Background: Sustained low-efficiency dialysis (SLED) is a hybrid form of dialysis that is increasingly used in critically ill patients with kidney injury and hemodynamic instability. Antimicrobial dosing for patients receiving SLED is informed by pharmacokinetic studies that describe the drug clearance. Studies available to assist in the dosing of vancomycin in the context of SLED are lacking.
Objective: The objective of this prospective observational study was to describe the population pharmacokinetics of vancomycin in critically ill patients receiving SLED, and use simulation studies to propose dosing strategies.
Methods: Serial serum samples were obtained from 31 critically ill patients prescribed vancomycin while receiving SLED. Vancomycin concentrations were quantified in plasma using a validated liquid chromatography mass spectrometry/mass spectrometry method. A population pharmacokinetic model was developed, and Monte Carlo simulation was used to determine the probability of target attainment at different doses.

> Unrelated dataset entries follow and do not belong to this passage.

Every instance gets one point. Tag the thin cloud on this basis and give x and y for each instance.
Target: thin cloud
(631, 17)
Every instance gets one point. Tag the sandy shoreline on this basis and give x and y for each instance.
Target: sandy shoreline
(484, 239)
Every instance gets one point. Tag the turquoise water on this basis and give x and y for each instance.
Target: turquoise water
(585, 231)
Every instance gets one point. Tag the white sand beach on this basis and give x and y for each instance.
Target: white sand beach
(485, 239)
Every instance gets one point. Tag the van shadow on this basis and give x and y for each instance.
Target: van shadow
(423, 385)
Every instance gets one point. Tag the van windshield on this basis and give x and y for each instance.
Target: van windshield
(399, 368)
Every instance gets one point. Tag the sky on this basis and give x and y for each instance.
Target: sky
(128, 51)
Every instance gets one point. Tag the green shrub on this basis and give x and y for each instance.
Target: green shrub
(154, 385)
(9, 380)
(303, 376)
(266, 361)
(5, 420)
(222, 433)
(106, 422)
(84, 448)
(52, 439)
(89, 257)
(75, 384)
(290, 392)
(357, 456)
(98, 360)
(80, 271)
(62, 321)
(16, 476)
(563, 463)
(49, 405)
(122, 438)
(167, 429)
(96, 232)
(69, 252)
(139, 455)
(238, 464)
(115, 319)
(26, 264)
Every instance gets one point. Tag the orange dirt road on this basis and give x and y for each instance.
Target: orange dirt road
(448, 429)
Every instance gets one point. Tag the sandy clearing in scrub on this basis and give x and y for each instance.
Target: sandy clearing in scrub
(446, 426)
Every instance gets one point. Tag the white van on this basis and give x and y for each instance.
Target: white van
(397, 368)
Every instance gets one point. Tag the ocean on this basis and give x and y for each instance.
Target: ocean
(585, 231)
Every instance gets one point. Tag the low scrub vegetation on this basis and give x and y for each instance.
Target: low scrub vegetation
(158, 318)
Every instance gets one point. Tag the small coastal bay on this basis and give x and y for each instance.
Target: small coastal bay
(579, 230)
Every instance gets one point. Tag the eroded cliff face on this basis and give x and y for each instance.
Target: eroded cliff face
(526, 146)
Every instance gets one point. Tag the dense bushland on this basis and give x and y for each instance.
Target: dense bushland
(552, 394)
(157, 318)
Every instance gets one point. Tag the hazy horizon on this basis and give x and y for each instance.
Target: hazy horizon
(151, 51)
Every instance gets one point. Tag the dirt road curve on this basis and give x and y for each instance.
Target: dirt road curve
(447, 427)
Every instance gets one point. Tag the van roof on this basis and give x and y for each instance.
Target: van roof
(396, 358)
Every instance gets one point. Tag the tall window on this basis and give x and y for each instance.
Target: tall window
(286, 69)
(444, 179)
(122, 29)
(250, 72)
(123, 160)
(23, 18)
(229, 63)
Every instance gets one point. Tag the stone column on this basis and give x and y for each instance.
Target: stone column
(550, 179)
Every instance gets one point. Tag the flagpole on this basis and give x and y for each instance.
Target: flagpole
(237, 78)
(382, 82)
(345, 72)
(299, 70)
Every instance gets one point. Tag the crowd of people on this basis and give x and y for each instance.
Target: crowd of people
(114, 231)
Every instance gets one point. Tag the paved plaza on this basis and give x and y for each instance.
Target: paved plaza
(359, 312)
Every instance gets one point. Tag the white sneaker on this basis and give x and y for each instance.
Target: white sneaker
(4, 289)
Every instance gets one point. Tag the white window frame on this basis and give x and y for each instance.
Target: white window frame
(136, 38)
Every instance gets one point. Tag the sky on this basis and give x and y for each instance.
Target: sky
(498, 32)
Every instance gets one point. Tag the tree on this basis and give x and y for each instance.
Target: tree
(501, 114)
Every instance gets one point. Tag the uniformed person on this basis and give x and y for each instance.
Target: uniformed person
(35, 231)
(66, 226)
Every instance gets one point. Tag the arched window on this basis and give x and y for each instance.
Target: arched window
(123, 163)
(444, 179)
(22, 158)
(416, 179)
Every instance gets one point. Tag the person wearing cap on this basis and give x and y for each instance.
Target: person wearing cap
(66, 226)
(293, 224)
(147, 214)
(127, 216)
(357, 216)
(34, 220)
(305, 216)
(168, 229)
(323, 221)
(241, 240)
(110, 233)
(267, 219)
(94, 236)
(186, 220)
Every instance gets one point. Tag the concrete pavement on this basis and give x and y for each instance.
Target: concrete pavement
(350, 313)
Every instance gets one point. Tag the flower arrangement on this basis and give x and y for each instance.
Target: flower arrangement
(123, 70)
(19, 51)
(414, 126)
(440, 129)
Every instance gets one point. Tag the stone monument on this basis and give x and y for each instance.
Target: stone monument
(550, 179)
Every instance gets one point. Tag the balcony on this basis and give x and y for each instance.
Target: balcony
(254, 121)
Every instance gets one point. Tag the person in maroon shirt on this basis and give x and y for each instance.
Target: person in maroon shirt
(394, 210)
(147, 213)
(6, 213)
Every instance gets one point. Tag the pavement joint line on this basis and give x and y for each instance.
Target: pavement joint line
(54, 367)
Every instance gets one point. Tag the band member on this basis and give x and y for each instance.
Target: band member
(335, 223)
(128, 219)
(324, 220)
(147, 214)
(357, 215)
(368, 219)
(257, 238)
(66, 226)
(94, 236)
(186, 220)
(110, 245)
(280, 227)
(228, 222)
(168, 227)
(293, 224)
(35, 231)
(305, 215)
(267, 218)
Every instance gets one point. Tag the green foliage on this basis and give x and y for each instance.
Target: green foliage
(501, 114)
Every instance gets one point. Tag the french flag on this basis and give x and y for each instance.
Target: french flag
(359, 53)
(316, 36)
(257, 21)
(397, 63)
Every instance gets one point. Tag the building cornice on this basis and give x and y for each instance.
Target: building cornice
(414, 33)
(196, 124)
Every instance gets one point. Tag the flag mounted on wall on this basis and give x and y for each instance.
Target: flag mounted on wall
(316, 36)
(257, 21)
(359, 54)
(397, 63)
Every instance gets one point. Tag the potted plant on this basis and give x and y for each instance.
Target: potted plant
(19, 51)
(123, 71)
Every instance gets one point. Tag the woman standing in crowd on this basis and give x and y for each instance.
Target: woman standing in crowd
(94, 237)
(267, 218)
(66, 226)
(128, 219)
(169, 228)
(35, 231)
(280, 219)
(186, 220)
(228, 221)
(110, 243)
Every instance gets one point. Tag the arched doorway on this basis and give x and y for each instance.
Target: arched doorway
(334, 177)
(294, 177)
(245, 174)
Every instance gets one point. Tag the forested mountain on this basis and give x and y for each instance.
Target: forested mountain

Results: From a total of 335 serum samples from 31 patients receiving 52 sessions of SLED therapy, a two-compartment linear model with zero-order input was developed. The mean (standard deviation) clearance of vancomycin on and off SLED was 5.97 (4.04) and 2.40 (1.46) L/h, respectively. Using pharmacodynamic targets for efficacy (area under the concentration-time curve from time zero to 24 h [AUC24]/minimum inhibitory concentration [MIC] ≥ 400) and safety (AUC24 ≥ 700), a loading dose of 2400 mg followed by daily doses of 1600 mg is recommended. Subsequent dosing should be informed by therapeutic drug monitoring of vancomycin levels.
Conclusions: In critically ill patients receiving SLED, vancomycin clearance is highly variable with a narrow therapeutic window. Empiric dosing is proposed but subsequent dosing should be guided by drug levels.